Several months later I traveled to the island of Utila, Honduras to learn to dive. I’ll never forget my first breath underwater, the time it took to get used to that feeling, and the patient dive masters that were so supportive when the panic set in. The view meters below the surface, knees on the sandy bottom, and looking up. After taking the course, I realized so much can go wrong, but so much can go so amazingly great. For me, diving, is an outlet to enjoy and explore the precious gift of water in a more intimate way. The possibility of discovery excites me, but at what expense?
My journey to Utila and its waters proved to be more important than the destination itself. My trek to the Honduran bay island included stops in some of the world’s most dangerous cities via progressively more dangerous transportation methods.

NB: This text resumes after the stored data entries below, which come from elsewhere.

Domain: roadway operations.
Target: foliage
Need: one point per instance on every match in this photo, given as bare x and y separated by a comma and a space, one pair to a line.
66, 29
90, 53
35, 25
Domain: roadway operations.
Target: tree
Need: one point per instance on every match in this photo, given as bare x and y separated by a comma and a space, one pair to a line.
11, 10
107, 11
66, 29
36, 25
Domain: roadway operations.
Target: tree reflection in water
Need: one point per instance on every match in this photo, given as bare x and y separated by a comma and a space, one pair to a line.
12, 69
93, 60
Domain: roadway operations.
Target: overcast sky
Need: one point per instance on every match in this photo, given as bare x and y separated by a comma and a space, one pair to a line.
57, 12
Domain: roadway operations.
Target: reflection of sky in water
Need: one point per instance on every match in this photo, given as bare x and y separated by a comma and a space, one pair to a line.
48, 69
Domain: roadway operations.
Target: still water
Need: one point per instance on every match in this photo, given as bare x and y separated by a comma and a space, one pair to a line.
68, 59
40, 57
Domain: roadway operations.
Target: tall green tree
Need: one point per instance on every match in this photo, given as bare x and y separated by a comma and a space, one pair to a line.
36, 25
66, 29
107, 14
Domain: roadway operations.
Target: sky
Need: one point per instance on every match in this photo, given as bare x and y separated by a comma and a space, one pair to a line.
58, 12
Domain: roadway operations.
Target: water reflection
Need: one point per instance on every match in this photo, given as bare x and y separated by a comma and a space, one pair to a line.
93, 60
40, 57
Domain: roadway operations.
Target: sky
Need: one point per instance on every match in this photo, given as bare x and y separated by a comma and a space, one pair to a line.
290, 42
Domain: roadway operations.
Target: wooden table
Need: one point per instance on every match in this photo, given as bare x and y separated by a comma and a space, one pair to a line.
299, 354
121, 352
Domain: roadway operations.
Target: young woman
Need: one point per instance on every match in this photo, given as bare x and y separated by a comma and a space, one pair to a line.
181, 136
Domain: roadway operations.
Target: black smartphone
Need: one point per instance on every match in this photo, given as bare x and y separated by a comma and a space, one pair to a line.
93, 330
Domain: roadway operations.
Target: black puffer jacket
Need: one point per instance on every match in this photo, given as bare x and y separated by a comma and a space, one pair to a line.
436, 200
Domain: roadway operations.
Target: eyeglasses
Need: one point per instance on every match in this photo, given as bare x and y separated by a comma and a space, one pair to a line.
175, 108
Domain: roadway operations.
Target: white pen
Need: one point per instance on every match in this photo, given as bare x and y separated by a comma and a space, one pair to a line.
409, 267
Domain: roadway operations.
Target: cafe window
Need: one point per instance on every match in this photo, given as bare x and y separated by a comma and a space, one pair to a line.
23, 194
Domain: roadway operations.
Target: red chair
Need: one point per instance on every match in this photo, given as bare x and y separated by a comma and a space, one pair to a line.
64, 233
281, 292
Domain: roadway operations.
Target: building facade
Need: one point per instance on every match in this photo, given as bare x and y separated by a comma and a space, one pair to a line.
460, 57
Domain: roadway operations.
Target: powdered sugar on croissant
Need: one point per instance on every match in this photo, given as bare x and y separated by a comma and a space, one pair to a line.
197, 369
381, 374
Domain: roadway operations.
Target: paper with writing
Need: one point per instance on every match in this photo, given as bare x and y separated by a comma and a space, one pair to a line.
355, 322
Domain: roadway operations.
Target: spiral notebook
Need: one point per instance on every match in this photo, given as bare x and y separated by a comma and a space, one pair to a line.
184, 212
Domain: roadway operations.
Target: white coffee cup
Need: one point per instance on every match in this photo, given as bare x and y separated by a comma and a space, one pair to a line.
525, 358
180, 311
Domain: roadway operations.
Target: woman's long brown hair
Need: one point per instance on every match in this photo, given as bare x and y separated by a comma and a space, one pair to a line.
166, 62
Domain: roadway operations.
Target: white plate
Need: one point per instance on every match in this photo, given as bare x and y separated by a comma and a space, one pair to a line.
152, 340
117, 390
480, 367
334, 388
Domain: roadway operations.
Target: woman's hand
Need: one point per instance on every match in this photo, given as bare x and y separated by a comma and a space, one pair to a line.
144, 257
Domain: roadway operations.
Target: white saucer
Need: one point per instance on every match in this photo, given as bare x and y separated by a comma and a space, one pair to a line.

Between San Pedro Sula, La Ceiba, and Utila the plane passenger size gradually decreased to 5.
The worry among the 5 of us was evident as we crossed the sea: 5 passengers, 1 pilot and 1000 lbs over the weight maximum – hyperbole but definitely not FAA compliant. Important to note, my dad is a private pilot and I usually have a high tolerance for smaller air crafts but #NotToday!
My fear reached new heights when the pilot took a call mid flight over the Caribbean Sea. Squished in the cockpit next to the him, I gave him my best side eye coupled with an eye roll to which he quickly returned with a piercing glare.
So what does this have to do with water? My journey over water to get below it caused me to truly reflect on my personal limits and evaluate risk when I travel, especially alone. Water tested my limits, how far are any of us willing to go in pursuit of a dream or goal.
FYI – I shamelessly opted to return to the mainland via ferry. I strongly suggest a Port Royal, a Honduran Beer, to calm nerves (before) after such experiences.